Из сказанного мною в предыдущих главах очевидно, что уровень социального интеллекта племен или народностей определяет уровень развития их регуляторных систем, а слабость и несовершенство этих систем препятствует экономическому прогрессу и росту производительных сил. В свою очередь, от уровня социального интеллекта, качества и сложности его этической системы зависит форма правления, как правило, совершенно безотносительно к уровню развития производительных сил. Азиатский патернализм и автократию мы видим как в Древней Персии, так и в современном полном сверкающих стеклами небоскребов Сингапуре, а демократию в Афинах времен Перикла, средневековых итальянских городах-республиках и ныне по всей Европе.
Насколько глубоко Маркс «понимал» природу культурных, социальных и политических процессов видно из того факта, что он принципиально отрицал этику: внеклассовая этика – предрассудок, а классовая – внутренняя невозможность. В сущности, Маркс толком не понимал ничего – ни роли морали и законов в снижении социальных издержек, ни природы государства, ни сущности политики, подразумевая под последней только, сопряженные с обладанием властью, побочные проявления последней в виде неправедного обогащения. Следуя той же логике, пришлось бы утверждать, что если кто-то посредством вооруженного грабежа обеспечивает себе доход, то он занимается экономической деятельностью, а вовсе не преступной. Конечно, по сравнению с коммунистическими утопиями Мора и Фурье или идеализмом Гегеля его философия и имела научный налет, но факт заключается в том, что она была позади политической философии Гоббса и Локка.
Вполне возможно, что столь прямой и ложной зависимости между развитием производительных сил и производственными отношениями, с одной стороны, и правом, религией, философией, исскуством и политикой, с другой, Маркс пришел вследствие того, что средневековая социальная структура и социальные институты были длительно время стабильны.
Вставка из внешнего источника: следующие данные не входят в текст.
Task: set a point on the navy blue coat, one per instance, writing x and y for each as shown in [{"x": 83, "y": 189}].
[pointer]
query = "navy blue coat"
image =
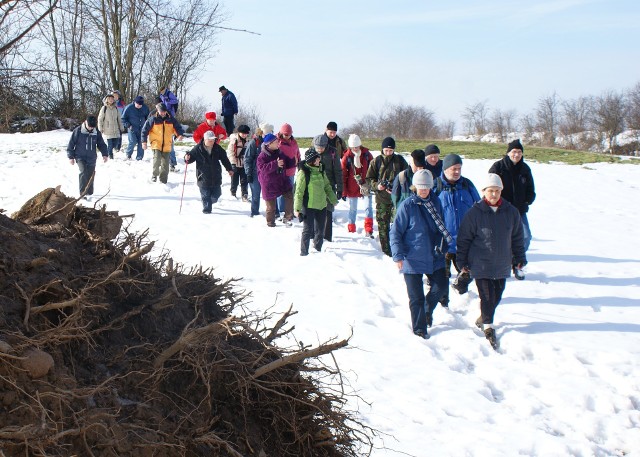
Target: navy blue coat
[
  {"x": 208, "y": 168},
  {"x": 83, "y": 145},
  {"x": 490, "y": 243},
  {"x": 414, "y": 237},
  {"x": 133, "y": 118}
]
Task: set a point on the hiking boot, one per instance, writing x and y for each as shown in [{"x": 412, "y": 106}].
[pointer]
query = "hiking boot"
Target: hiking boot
[{"x": 490, "y": 335}]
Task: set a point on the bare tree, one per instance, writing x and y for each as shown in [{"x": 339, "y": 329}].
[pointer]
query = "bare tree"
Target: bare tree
[
  {"x": 548, "y": 117},
  {"x": 475, "y": 117},
  {"x": 502, "y": 123},
  {"x": 609, "y": 115}
]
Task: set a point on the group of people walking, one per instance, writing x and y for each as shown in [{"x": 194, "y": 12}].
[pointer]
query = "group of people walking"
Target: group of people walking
[
  {"x": 430, "y": 218},
  {"x": 444, "y": 222}
]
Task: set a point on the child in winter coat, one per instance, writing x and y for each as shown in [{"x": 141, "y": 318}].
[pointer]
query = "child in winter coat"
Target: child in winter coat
[{"x": 313, "y": 189}]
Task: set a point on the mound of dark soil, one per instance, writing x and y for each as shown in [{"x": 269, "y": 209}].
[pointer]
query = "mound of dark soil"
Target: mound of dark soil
[{"x": 107, "y": 352}]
Между тем, начиная с периода великих географических открытий, развития торговли, зарождения капитализма и началом промышленной революции они начали резко и серьезно трансформироваться. Вероятно, за этими столь значительными переменами он просто просмотрел силу и устойчивость культурных факторов и их влияние на производительные силы, производственные отношения, политику и мораль, на которое впоследствии указывал Макс Вебер. Таким образом, возникла дилемма Маркса-Вебера: один считал, что развитие производительных сил определяет культуру, политику и мораль, а другой – что, наоборот, последние детерминируют экономическое развитие. Со своей стороны, я не вижу никакой иной концепции, которая могла бы разрешить эту дилемму, помимо концепции социального интеллекта. Согласно последней социальные интеллекты народов чрезвычайно устойчивы во времени, вследствие чего часть элементов регуляторных систем (в первую очередь, морали) очень стабильна и оказывает существенное влияние на развитие производительных сил и экономическое благосостояние, в то время как другая их часть, напротив, трансформируется под влиянием социально-экономических условий жизни.